Mr. Muley worked 30 years at Joe & Son Grocery in Ybor. He retired about 20 years ago after he found out he had lung cancer. For years, it looked like he had beaten the disease.

Not that he stayed still in retirement. He worked at Linda and Mark Switzer's music business, the Florida Arts School on Nebraska Avenue.

More than 50 music students showed up for his memorial service. They recalled his words of encouragement and sang songs in his honor.

One of Muley's duties was making the daily bank deposits for the business.

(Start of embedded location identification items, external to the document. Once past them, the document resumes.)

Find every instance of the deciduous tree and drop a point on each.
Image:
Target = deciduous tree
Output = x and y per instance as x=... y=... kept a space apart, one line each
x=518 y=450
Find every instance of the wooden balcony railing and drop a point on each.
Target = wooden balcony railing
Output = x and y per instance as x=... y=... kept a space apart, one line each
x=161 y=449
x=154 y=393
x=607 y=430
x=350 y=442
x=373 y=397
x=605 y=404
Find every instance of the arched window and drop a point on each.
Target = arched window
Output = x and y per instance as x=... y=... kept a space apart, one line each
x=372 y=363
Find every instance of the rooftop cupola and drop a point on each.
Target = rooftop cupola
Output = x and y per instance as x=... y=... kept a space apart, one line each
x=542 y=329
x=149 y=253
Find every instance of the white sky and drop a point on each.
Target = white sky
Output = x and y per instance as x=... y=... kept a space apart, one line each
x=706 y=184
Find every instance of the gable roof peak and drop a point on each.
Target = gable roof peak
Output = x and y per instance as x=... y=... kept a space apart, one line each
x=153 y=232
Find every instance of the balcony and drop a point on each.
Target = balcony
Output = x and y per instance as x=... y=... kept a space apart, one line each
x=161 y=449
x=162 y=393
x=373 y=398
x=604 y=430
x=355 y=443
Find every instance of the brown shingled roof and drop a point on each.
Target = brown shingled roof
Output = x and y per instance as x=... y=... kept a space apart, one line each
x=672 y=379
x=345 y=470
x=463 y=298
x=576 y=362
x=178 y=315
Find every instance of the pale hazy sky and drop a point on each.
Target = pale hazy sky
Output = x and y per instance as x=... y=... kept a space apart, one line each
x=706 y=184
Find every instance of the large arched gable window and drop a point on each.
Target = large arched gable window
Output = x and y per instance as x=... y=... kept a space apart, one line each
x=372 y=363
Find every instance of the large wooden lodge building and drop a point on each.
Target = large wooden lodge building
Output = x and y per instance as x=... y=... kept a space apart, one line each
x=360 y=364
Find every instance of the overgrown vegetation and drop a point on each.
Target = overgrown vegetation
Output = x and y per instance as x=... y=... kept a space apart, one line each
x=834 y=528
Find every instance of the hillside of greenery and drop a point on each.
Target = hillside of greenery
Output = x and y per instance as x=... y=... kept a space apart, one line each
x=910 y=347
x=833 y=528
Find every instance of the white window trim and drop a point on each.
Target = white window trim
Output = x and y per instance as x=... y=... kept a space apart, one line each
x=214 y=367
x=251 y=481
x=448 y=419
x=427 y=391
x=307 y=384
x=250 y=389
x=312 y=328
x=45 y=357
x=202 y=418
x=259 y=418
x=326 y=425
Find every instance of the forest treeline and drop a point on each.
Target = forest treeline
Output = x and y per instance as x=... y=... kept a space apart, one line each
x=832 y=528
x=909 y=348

"He'd corner the guards at Central Bank and tell them his stories whether they wanted to hear it or not," his daughter said.

He would talk about the Ybor of his youth and the grocery business.

Linda Switzer recently took him for a drive down Seventh Avenue in Ybor.

"His Ybor City was no longer," she said.

But he appreciated today's Ybor.

"He was really happy to see that it was revitalized," she said.

In addition to his daughter, Muley leaves Angela, his wife of 52 years, and his youngest brother, Peter, of California.